I'm so wrapped up in my own mind, I fail to notice Light swerving off the highway. I fail to notice the carboard boxes of the suburbs sinking into snub shells of bungalows crowned with hazy windows which filter out the sunlight. Bouncing in my seat, I look out of the window only to find the road shredding itself into potholes. I bite my tongue. Perhaps he's just taking a shortcut. A little detour. Even though, as I watch the sludge of the clouds shift from white to grey, I know this isn't way home. If that king-sized house of oak and mahogany really is home.
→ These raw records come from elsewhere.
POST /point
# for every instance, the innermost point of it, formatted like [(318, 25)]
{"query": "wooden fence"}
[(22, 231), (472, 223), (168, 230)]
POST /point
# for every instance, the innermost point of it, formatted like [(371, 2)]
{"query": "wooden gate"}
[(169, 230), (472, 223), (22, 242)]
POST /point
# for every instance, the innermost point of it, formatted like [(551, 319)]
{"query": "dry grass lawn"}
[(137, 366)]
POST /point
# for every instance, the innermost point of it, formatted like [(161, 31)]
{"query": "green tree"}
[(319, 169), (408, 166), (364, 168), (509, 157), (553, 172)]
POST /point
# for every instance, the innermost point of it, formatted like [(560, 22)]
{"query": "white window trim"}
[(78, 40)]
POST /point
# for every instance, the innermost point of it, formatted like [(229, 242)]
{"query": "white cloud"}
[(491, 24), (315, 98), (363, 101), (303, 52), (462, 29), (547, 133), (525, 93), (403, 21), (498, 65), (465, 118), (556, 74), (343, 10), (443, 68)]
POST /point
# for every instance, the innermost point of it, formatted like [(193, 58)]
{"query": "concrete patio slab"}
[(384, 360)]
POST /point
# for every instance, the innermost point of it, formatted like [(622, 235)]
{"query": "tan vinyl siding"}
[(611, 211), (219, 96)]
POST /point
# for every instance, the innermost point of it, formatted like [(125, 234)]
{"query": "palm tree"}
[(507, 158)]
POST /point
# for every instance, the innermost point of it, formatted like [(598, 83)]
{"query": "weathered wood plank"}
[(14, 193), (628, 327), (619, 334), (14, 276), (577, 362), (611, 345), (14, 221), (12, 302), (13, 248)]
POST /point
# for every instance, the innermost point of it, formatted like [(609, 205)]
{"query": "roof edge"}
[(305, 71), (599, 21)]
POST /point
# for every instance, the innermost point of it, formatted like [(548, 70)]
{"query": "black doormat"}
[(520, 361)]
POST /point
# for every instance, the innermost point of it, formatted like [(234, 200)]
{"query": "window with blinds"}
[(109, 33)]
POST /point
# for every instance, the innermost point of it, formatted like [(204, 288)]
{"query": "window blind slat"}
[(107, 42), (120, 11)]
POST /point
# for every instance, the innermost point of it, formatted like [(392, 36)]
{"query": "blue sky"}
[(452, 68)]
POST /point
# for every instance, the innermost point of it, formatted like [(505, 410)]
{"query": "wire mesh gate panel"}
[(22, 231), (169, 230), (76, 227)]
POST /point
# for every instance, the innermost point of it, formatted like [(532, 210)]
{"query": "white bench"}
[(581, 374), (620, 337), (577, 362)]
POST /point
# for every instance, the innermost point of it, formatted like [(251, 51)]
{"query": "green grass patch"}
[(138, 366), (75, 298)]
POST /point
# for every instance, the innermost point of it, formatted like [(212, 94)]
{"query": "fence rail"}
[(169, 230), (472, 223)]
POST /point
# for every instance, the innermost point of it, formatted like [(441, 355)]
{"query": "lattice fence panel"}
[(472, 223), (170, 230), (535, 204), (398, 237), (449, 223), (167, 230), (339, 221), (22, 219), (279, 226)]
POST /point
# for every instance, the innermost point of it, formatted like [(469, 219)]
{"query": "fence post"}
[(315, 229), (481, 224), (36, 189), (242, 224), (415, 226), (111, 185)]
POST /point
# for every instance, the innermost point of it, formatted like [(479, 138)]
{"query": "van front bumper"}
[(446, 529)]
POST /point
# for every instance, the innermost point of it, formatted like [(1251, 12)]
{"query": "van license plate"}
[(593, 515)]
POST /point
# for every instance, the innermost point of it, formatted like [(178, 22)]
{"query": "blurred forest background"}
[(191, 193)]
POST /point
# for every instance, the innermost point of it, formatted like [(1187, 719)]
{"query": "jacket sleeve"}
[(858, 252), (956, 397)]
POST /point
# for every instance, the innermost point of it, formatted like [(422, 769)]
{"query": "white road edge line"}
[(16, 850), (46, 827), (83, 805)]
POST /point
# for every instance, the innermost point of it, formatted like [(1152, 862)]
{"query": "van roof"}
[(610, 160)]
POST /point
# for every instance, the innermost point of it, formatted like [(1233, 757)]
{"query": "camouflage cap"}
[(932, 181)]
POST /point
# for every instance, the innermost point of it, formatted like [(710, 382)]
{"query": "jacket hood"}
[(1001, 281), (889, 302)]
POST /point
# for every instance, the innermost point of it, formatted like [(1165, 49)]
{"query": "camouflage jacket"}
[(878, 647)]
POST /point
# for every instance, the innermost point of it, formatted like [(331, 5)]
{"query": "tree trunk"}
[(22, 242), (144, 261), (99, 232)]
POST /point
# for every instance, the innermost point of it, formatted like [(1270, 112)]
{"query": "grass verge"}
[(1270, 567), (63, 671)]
Around us, the streets even out. On one side, a recycling plant – big, lime coloured bulbous buildings – stands attentively. On the other, small greying houses with wooden verandas peek out from behind hanging baskets filled with dirt.

The car slows and Dr. Light guides the car into the belly of the backroads, crammed with trash cans and oil-like bags. He has to pin himself to the dashboard to glimpse around the corners.

My hands grip the sleeves of my jacket and the converse trainers that should belong to someone else bounce in the footwell.

Briefly, Dr. Light catches me staring at him.

"Don't panic," he says.

"It's a little late for that". I clamp a hand over my mouth, scowling at nothing. Alyssa. Hijacking my words. Is there really nothing left that's mine?

"Look". Light gestures to a dip in the row of cramped houses, where the ashen road is cracked and the grass which stretches out of the tarmac is drained of colour. A nearly empty car parks lies opposite us, guarded by dried moss and a dimly yellow height-metre. I shudder. It always unnerves how a pristine suburban neighbourhood can stand next to rubble.

Dr. Light eases the car up the ramp and parks carefully in the centre, across two white lines. His fingers interlace like pale tree roots.

"What's going on?" I ask. It makes me cringe, how small my voice sounds. Dr. Light gestures to the keys in the ignition.

"Starting today, I'm going to teach you how to drive".